Fine del mondo empio; preservata l’umanità. Quindi il kòsmos per cui Gesù è morto deve essere il mondo del genere umano inteso semplicemente come famiglia umana, come ogni carne umana. (Gv 3:16, 17) In quanto al mondo nel senso di società umana ostile a Dio, Gesù non pregò per tale mondo; pregò invece solo per quelli che ne erano usciti e avevano riposto fede in lui. (Gv 17:8, 9) E come degli uomini sopravvissero alla distruzione del mondo, o empia società umana, mediante il Diluvio, così Gesù spiegò che degli uomini sopravvivranno alla grande tribolazione, che paragonò al Diluvio. (Mt 24:21, 22, 36-39; cfr.
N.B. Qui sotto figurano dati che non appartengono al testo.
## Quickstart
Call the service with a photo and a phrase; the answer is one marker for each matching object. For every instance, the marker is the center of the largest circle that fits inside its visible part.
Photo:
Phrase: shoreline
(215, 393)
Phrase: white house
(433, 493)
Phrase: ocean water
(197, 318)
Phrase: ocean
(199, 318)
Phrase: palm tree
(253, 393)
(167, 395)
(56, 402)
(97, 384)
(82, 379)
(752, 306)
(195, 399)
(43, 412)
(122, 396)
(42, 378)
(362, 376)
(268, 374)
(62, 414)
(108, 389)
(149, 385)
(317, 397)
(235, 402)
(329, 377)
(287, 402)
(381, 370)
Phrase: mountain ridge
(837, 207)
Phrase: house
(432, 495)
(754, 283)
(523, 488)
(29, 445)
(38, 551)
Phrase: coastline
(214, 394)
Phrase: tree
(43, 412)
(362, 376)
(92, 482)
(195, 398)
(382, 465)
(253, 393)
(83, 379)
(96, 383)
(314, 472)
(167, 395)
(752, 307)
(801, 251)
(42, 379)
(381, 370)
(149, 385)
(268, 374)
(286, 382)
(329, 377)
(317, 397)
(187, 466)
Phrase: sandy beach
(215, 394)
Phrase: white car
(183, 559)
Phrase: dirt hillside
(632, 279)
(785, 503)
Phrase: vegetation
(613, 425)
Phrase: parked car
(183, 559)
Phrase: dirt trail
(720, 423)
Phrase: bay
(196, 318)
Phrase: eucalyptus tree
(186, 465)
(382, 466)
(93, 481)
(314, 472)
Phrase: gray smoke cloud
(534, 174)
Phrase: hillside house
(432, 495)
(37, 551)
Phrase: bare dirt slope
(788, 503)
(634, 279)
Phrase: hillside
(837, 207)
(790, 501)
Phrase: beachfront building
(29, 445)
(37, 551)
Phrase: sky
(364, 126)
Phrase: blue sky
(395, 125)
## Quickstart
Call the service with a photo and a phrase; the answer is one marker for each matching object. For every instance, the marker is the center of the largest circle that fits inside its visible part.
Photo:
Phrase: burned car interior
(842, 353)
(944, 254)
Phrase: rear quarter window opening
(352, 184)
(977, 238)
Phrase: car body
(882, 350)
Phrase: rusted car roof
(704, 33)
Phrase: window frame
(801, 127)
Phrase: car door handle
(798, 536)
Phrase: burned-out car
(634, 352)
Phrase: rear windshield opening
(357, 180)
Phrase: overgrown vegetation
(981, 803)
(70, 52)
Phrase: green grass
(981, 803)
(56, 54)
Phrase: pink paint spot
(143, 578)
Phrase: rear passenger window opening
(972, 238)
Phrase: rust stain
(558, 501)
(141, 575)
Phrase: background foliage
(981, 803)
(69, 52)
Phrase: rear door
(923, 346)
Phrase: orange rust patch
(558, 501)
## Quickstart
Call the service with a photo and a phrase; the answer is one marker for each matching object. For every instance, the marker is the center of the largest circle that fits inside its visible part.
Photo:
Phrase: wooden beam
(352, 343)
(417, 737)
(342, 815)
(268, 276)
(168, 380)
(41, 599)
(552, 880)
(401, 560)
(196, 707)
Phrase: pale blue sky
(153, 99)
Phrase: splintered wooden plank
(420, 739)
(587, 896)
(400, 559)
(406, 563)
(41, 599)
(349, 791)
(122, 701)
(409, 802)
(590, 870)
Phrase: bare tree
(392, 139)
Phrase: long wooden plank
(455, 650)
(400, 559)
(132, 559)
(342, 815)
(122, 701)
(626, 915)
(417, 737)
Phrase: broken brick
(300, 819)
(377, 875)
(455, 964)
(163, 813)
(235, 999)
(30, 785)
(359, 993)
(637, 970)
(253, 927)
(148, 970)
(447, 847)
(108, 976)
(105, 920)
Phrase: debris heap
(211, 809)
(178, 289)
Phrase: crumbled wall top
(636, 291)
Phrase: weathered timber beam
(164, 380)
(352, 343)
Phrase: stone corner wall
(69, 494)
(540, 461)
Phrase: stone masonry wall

Ri 7:9-17). “Il regno del mondo” (evidentemente del genere umano) deve, come è stato promesso, diventare “il regno del nostro Signore e del suo Cristo”, e coloro che regneranno con Cristo nel Regno celeste “regneranno sulla terra”, quindi sull’umanità al di fuori dell’empia e deceduta società umana dominata da Satana. — Ri 11:15; 5:9, 10.